Hay en este país de países como
un rumor de incendio instalado en esa conciencia poderosa a la que llamamos
sociedad civil. Una silueta inexplicablemente informe se ha apoderado de todos
los que sin querer serlo o siéndolo a carta cabal nos decimos o les dicen
españoles. Es un pretérito imperfecto inaprensible que no sabe ser futuro
perfecto y que no quiere ser presente de indicativo ni ser presente como
regalo. Una desidia histórica, tradicional, casi congénita, nos aturde hasta
para lo más sencillo, que es caminar sin lanzarnos (demasiadas) piedras.
Quizás al final vivir en este territorio que aún llamamos España, o (los más convencidos de no querer ser lo que no son) el Estado español, no sea más que tropezar de piedra en piedra, una y otra vez, viendo la vida pasar y sin instalarnos en esa peligrosa senda que sabemos pronunciar pero no usar y que se definió poco a poco como democracia.
Hoy pareciera que todos tenemos una solución para todos los problemas que nos agobian y nos retienen. Una solución que es siempre: cuanto mejor, peor; cuanto más, menos. Ellos son los culpables. Nosotros somos nosotros.
Y así nos va. Que ni nos va, ni nos viene.

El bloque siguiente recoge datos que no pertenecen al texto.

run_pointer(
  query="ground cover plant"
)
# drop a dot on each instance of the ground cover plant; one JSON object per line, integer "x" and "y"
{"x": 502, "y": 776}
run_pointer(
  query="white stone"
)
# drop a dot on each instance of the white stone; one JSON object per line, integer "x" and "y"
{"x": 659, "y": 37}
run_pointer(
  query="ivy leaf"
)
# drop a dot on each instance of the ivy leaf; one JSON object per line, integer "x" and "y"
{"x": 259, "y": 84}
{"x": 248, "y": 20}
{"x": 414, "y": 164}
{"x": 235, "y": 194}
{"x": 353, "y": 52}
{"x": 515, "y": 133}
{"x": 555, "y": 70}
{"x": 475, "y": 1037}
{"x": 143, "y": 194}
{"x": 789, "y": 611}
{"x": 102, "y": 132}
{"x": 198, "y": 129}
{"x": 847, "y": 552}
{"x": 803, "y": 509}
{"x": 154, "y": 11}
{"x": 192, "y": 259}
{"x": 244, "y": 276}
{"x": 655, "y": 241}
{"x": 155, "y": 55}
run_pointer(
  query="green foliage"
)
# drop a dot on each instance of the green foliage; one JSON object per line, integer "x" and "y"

Cómo nos gustó la Guerra Civil, la del siglo pasado: cómo nos gusta la palabra bando, cuánto decir eso de hacefaltaseridiotaparavotaral… Pero qué pocas veces miramos al otro como un resplandeciente ser humano dispar, no como un enemigo o como un cuerpo atrincherado al otro lado, donde aún respiran los que mataron a nuestros abuelos.